When she felt cold, she turned her arms faster, generated speed, and kept counting strokes. If she could still count to one hundred, she knew she was solid.
“The more experience you have, the more you can deal with,” she says. “In my first Cook Strait attempt, everything was a bit of a panic. […] The second Cook Strait was a bit different, but again, I didn’t even really feel in control of what I was doing, I was just doing the best I could. But I think Foveaux was quite a revelatory experience, because I was having thoughts like, ‘Okay, I can deal with this. Let’s keep going.’”
Before she knew it, she was at the rock that served as the end point. She touched it, turned, and saw several massive waves tumbling towards her.
As the waves crashed over her, she gripped the rock, clinging to the finish line.

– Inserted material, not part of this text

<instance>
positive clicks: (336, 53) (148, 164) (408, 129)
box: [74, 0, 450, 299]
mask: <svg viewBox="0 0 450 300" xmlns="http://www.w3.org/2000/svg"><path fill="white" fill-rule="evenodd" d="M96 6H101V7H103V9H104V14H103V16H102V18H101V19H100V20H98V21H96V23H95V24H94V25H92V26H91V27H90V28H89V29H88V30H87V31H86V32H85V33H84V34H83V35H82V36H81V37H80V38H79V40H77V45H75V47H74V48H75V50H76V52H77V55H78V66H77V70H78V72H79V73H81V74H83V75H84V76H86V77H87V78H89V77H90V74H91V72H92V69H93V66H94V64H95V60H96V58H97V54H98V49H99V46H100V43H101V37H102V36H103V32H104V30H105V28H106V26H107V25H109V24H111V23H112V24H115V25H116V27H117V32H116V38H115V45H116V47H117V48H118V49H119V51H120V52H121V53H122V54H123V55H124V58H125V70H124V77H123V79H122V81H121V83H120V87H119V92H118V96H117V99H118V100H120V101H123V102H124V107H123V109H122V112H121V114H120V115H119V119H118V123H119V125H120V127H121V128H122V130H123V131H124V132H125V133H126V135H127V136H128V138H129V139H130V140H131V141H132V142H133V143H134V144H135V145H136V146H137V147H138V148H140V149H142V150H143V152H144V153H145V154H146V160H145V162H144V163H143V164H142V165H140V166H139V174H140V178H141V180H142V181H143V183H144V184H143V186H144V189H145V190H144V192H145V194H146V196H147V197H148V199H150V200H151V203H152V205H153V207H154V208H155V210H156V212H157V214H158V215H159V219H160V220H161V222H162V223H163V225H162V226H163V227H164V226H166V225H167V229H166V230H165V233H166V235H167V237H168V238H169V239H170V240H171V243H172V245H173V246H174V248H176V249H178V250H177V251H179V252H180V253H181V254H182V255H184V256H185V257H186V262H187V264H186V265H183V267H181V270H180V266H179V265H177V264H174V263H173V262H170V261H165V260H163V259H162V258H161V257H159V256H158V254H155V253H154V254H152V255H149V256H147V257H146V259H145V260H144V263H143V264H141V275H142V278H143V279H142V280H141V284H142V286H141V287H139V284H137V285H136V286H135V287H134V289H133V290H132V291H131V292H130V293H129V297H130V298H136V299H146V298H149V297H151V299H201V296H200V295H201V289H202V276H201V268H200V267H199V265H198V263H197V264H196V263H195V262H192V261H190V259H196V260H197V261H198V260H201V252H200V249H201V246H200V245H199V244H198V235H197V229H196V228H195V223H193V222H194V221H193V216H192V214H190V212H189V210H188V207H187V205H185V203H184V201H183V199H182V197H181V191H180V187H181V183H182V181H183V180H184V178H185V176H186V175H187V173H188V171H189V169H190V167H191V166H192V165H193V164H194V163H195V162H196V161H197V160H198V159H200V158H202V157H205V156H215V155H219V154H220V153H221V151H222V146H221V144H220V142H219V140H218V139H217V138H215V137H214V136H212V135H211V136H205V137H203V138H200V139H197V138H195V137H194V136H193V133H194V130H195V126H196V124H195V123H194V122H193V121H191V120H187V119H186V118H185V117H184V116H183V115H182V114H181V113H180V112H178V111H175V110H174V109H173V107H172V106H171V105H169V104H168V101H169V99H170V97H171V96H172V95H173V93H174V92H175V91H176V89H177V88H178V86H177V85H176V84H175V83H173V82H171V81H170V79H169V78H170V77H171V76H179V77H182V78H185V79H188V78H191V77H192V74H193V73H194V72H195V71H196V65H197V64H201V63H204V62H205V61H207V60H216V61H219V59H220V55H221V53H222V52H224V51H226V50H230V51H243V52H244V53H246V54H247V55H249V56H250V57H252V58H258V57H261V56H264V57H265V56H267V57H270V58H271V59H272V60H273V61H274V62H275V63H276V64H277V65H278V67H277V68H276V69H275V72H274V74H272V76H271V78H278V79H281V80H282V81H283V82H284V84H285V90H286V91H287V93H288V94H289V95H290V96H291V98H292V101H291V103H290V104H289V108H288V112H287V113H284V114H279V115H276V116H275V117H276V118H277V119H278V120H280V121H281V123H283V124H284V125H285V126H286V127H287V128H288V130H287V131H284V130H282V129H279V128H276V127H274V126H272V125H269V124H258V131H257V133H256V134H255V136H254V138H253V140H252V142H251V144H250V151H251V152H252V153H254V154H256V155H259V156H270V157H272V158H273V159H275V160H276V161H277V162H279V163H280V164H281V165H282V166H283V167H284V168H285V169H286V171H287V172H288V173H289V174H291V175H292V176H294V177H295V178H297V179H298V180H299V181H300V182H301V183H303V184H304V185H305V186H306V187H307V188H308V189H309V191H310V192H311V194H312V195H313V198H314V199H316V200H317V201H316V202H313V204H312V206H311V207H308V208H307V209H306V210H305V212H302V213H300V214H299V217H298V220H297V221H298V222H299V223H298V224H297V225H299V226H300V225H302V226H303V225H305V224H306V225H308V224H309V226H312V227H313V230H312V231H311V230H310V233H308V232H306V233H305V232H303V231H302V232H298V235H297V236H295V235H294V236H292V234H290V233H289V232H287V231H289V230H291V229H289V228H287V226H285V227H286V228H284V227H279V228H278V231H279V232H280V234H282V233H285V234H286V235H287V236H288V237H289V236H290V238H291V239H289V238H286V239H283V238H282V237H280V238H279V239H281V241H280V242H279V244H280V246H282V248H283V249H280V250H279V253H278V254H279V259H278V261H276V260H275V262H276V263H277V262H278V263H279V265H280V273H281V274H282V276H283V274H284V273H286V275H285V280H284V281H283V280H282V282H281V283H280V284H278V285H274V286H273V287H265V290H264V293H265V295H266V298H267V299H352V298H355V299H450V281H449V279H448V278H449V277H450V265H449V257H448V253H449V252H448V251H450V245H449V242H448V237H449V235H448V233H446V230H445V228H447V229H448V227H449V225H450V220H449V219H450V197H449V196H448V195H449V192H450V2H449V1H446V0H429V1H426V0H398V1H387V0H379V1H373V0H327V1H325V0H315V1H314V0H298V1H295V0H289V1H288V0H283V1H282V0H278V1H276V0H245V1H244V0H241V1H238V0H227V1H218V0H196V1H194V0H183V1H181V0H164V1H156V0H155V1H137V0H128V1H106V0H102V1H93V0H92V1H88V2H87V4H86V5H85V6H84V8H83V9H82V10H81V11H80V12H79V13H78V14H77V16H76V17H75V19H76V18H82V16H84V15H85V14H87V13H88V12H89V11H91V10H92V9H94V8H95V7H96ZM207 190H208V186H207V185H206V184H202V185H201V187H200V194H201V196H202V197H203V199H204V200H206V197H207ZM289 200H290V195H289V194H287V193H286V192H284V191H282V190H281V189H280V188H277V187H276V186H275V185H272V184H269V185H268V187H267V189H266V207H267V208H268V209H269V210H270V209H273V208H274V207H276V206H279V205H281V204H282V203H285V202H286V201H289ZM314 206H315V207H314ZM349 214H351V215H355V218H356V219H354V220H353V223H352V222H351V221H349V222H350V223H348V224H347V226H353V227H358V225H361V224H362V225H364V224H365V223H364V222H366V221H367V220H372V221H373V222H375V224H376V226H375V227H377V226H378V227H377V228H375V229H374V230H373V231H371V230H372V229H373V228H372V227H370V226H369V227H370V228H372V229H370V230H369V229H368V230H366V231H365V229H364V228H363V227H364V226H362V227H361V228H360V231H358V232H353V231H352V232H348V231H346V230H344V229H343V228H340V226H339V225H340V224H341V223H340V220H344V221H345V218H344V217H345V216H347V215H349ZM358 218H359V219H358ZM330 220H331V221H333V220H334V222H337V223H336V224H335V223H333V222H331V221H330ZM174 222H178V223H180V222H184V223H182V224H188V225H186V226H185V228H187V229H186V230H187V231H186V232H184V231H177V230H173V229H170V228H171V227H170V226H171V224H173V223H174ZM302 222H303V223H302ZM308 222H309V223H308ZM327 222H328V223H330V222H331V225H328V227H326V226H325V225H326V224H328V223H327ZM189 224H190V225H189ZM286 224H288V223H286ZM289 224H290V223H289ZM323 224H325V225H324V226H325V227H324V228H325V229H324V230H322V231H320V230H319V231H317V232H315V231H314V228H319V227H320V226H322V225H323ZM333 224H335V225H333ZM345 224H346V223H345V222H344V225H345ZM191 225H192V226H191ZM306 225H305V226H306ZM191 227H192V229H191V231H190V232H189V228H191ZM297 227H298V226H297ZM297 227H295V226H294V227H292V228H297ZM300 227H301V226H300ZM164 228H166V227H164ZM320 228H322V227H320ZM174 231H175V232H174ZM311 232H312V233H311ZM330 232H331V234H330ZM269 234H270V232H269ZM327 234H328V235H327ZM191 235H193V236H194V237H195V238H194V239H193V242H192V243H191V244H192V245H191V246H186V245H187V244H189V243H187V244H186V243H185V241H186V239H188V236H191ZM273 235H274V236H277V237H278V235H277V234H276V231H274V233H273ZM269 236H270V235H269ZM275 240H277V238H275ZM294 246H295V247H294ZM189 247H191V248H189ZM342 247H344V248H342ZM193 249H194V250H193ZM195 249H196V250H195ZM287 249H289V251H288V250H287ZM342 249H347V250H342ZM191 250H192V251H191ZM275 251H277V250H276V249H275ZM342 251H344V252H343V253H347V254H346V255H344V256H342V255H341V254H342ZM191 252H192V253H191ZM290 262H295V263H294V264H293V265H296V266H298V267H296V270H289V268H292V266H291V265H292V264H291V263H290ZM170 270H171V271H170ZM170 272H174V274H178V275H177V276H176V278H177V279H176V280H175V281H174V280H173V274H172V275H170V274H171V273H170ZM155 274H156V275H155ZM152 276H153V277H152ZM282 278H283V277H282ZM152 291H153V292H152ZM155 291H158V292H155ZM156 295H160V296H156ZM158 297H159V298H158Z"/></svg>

“It was a bit dramatic,” she says, laughing. “But the water was beautiful, and Stewart Island, from what I saw of it, was beautiful. I could hear the birds singing in the bush.”
“As humans, we think we control everything. But […] the sea is much bigger than we are. The sea is absolutely in control. You can’t do anything unless the water lets you do it.”
– Corrina Connor
Connor returned to her support crew, which, in a symbolic passing of the torch, included Gráinne Moss, the last person to swim the Foveaux Strait before her. Irish-born Moss swam the English Channel when she was 17 and later had a controversial stint as chief executive of Oranga Tamariki.
“When you’re in that open water, like Foveaux or Cook Strait, you can feel that the power of it is just unbelievable,” Connor says. “As humans, we think we control everything. But I think when you’re in the water, that’s when you realise the sea is much bigger than we are. The sea is absolutely in control. You can’t do anything unless the water lets you do it.”
To Connor, the ocean’s support felt like a gift.
“You really can feel the difference when it gets behind you,” she says. “Doing these swims, it’s not really me against the elements. It’s just me in the elements, trying to work with what they give me.”
Returning to land, the crew asked Connor what she most wanted to eat at that moment. Her response: “I’d really like an ice cream.”